Bouteflika a salué le caractère pacifique des manifestations, à plusieurs reprises, et a promis de nouvelles réformes. Ses partisans ont adopté le même ton. Quelle lecture faites-vous concernant son nouveau discours ?
La réponse du président obéit à la logique des « réformes octroyées », c'est-à-dire que c'est lui qui interprète les revendications populaires et qui décide quelles réformes adopter, avec qui les appliquer, comment et quand. C'est une démarche qui n'est pas nouvelle. En 2012, il avait également promis des changements politiques qui ont débouché sur des réformes juridiques, des amendements constitutionnels, la promotion du rôle de la femme et la constitutionnalisation de la diversité identitaire de l'Algérie.
Toutes ces réformes n'étaient pas inutiles. Certaines sont même des acquis. Cependant, elles ne sortent pas du cadre dans lequel elles ont été décidées et appliquées, à savoir alimenter le réservoir des ressources de la résilience du système en place.

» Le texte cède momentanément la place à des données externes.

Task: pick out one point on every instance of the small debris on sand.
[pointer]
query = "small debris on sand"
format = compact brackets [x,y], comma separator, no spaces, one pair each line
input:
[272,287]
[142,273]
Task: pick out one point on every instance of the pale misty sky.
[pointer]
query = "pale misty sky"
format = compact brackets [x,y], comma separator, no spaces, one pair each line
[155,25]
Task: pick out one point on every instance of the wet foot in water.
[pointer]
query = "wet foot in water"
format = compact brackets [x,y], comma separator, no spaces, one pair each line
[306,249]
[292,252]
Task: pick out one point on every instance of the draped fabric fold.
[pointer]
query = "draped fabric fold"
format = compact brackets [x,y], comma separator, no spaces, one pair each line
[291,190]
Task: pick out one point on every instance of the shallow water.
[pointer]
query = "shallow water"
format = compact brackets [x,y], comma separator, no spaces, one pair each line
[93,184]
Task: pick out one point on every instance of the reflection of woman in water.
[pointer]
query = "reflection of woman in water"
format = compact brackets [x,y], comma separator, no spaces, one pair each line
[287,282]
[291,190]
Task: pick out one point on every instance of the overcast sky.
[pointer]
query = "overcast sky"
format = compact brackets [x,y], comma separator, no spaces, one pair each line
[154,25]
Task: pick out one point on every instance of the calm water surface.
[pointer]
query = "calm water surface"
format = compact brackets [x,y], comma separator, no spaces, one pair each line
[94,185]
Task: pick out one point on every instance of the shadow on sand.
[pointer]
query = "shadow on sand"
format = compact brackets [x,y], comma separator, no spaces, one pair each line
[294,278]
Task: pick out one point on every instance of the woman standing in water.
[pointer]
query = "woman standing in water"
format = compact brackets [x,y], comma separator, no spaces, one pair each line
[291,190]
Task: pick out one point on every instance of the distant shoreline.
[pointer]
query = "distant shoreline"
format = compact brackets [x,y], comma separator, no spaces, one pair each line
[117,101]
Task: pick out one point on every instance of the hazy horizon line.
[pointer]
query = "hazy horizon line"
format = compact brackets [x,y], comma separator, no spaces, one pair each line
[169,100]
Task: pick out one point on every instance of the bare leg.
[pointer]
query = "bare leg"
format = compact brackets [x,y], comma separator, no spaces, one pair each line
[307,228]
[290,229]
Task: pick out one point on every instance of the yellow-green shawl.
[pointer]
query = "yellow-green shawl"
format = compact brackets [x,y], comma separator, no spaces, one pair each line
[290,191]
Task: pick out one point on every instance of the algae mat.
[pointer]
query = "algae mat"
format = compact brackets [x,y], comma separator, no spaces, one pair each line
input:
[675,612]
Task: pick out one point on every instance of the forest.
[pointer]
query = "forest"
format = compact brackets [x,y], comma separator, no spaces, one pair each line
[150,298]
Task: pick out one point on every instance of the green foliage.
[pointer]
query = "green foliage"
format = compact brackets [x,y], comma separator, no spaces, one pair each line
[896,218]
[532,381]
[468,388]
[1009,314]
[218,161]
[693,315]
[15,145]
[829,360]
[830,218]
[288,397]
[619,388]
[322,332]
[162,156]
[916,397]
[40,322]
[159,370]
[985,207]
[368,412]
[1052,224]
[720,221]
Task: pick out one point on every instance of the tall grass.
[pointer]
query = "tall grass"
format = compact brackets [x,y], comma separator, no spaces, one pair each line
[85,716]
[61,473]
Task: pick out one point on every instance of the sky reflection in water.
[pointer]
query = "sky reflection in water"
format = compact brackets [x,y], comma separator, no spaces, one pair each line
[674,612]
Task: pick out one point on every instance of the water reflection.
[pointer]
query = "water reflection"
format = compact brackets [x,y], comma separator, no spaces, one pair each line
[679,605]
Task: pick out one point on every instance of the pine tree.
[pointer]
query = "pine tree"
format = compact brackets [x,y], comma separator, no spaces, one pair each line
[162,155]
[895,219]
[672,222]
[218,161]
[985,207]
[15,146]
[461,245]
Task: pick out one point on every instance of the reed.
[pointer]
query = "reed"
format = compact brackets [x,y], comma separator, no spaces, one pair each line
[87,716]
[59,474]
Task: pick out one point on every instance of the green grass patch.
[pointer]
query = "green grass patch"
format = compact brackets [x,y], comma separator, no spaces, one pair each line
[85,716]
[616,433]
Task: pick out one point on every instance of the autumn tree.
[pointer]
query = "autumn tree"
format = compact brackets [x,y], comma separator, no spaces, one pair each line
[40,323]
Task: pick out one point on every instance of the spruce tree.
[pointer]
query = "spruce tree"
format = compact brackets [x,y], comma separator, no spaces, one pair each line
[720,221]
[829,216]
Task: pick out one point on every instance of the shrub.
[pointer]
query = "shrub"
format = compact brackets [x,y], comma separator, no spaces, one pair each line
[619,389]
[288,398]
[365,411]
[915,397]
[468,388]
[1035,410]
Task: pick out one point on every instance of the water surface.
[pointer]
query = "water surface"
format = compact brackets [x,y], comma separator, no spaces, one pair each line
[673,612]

Le mouvement populaire est pacifique. Les autorités n'ont pas eu recours à la répression. Quelle est la prochaine étape, selon vous ?

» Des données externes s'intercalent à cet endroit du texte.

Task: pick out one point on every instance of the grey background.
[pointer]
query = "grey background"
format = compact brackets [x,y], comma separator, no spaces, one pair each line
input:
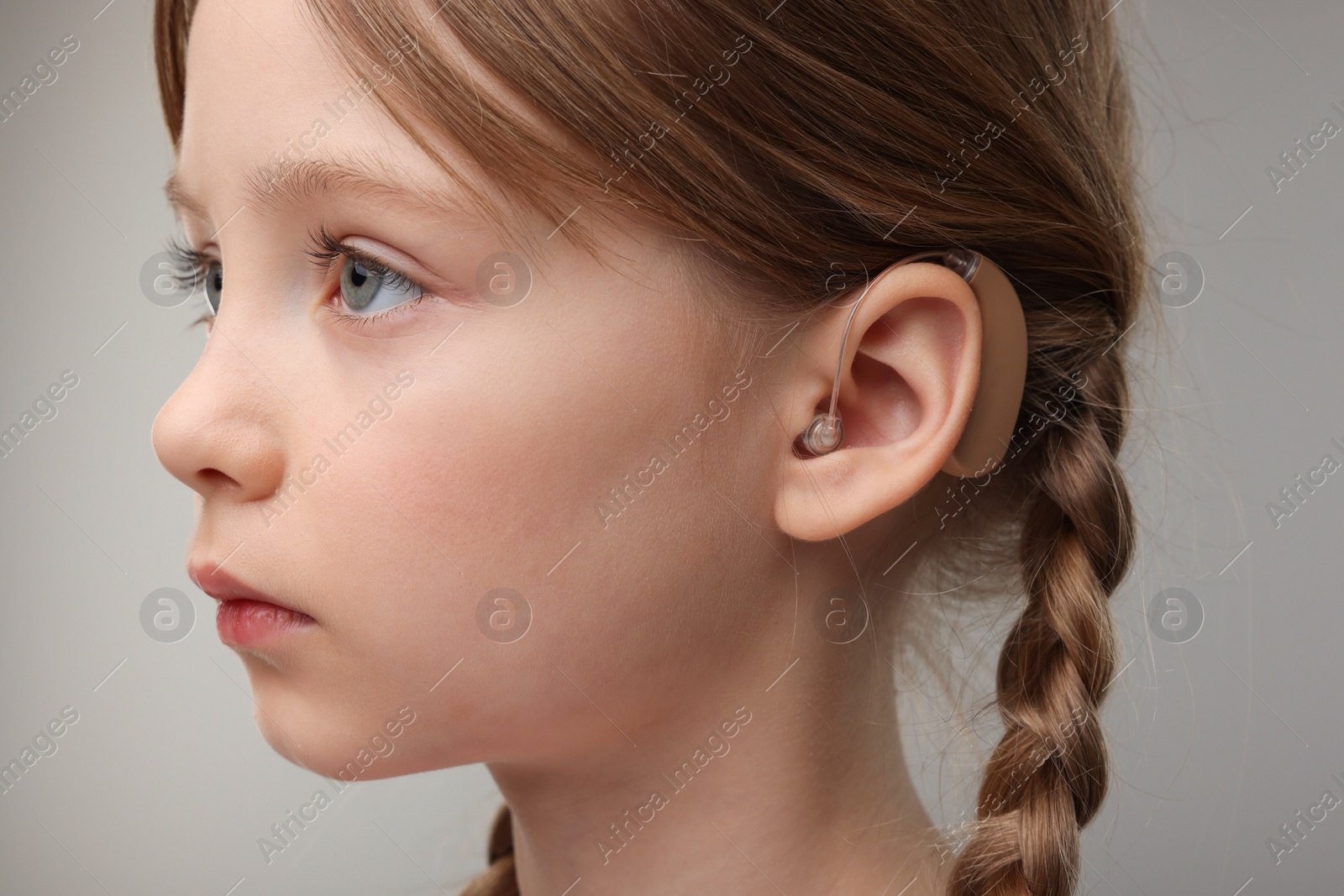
[163,786]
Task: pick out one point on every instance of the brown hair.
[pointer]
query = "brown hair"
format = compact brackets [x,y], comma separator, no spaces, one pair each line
[813,139]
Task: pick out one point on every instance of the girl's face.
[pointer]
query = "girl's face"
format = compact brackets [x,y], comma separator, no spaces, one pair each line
[383,452]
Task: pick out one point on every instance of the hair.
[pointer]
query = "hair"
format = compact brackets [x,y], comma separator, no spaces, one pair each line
[799,141]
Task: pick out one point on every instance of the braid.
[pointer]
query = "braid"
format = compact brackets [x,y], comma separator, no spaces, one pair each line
[501,878]
[1047,775]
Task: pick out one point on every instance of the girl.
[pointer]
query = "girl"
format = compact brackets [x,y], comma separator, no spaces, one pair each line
[591,387]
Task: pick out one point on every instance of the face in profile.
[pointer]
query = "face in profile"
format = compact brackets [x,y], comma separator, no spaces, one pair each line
[417,499]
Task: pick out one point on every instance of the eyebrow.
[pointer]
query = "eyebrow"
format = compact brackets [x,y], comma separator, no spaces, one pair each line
[320,177]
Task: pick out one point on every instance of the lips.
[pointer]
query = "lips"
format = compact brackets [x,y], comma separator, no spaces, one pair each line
[248,617]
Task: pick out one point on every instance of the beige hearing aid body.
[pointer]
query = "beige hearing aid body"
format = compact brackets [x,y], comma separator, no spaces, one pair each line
[1001,376]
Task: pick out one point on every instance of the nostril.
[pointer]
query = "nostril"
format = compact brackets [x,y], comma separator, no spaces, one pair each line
[213,479]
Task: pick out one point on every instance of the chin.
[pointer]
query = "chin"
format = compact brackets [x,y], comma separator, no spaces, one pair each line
[374,746]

L'étape postérieure est la structuration. C'est une phase compliquée, difficile, mais nécessaire. La protestation est appelée à produire son élite et/ou à coordonner avec les forces politiques. Celles-ci sont appelées à faire un gros effort d'ouverture pour se mettre au diapason avec le mouvement populaire.
Cette phase est très importante, car elle conditionne le bon déroulement et la réussite des négociations qui devront obligatoirement avoir lieu pour sortir de ce face-à-face. Plus la contestation structurée, en forces de l'opposition, sera forte, plus ces négociations pourront déboucher sur une vraie transition qui satisfera toutes les parties en présence. Le modèle espagnol est à cet égard très intéressant. Mais, pour cela, la pression populaire doit se poursuivre.